Amr Salah, Ph.D. student at George Mason University, School of Conflict Analysis and Resolution, received a Master’s in International Relations from the University of Exeter (UK)
On 23 March, U.S President Donald Trump hailed the fall of the Islamic State (ISIS) ‘caliphate’ in Syria after the Kurdish-led Syrian Democratic Forces (SDF) took control of the town of Baghuz, the terror group’s last stronghold. This announcement came after three years from Trump’s pledge to eradicate ISIS and other extremist organizations “quickly”. While many perceived this as a signal of the success of the incumbent administration’s efforts in countering terrorism, this perception reflects naivety rather than a reality. Despite the military damage to ISIS, its narrative remains strong.

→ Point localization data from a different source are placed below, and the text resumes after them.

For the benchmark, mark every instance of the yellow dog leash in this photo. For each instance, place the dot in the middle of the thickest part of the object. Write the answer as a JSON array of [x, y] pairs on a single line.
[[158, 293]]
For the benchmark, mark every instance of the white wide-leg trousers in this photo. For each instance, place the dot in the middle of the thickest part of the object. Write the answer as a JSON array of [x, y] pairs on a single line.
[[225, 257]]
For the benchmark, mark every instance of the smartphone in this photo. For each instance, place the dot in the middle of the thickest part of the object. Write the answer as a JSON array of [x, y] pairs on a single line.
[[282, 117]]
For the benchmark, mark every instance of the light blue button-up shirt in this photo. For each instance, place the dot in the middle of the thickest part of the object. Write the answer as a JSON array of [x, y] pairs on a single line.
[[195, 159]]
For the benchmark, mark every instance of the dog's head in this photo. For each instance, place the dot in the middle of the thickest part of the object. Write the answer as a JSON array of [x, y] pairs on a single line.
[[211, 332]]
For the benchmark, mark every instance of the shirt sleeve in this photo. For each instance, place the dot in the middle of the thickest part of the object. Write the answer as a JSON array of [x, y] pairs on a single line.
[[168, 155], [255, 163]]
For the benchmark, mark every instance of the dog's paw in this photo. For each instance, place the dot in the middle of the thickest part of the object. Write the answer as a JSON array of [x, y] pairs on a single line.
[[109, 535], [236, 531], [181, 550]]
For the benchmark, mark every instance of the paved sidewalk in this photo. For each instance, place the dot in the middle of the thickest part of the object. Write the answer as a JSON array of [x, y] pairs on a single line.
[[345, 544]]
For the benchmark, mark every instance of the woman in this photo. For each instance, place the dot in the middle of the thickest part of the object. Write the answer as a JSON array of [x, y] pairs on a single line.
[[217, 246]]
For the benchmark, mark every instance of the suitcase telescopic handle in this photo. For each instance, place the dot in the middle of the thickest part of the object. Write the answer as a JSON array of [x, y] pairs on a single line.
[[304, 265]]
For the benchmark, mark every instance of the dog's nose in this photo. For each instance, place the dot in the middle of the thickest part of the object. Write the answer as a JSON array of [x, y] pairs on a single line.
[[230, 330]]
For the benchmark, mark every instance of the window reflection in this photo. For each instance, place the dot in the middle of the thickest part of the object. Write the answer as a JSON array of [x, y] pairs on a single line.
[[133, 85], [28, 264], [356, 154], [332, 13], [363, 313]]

This analysis will examine how narrative works to introduce and sustain jihadist groups in their cycle of violence by building and strengthening their membership. Moreover, though an empirical comparison between the core content of the jihadist narrative and the U.S president’s rhetoric and foreign policy, the analysis attempts to explore how the incumbent U.S. administration may inadvertently help in strengthening jihadism, rather than weakening and countering it.

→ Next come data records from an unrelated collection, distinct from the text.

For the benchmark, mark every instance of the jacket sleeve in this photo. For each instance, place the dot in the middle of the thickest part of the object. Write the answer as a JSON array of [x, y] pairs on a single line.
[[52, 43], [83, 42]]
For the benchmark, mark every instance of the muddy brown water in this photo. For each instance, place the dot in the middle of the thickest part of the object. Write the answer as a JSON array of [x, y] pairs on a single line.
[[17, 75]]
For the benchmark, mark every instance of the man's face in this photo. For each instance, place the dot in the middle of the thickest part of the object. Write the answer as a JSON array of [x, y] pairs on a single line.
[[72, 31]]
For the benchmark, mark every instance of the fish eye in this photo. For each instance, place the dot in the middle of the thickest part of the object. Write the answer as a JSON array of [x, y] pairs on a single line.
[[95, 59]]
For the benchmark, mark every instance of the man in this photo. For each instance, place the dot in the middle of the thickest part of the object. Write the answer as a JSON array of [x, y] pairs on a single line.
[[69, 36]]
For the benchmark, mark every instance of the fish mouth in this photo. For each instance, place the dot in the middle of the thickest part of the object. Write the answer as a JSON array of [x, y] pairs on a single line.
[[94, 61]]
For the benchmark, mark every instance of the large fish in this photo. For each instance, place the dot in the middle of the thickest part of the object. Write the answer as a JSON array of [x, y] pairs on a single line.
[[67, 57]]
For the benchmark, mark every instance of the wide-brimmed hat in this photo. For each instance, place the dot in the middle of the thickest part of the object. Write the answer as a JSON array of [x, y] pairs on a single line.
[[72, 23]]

How does the jihadist narrative work?
Although there is no consensus over the definition of the “jihadist narrative”, in this analysis I am using the term to refer to the account, the story, and the logic adopted and promoted by jihadist groups in targeting the groups’ own members, and their audiences of potential recruits and sympathisers further afield. Despite differences, jihadist groups have a common grounding in three interconnected elements: an extreme interpretation of the holy texts (Quran and Sunnah), a unique view of Islamic history (glory versus failure), and relevant analysis of the contemporary political and social realities of the so-called “Muslim World”. Each jihadist group’s narrative presents it as the guardian against the “other”, justifying its existence, behavior, goals, and aspirations as the representative of a coherent and homogenous “Muslim world”. Meanwhile, it uses the narrative to appeal to and recruit new members, and to create their allegiance by fostering a sense of belonging and a willingness to sacrifice for the ultimate cause.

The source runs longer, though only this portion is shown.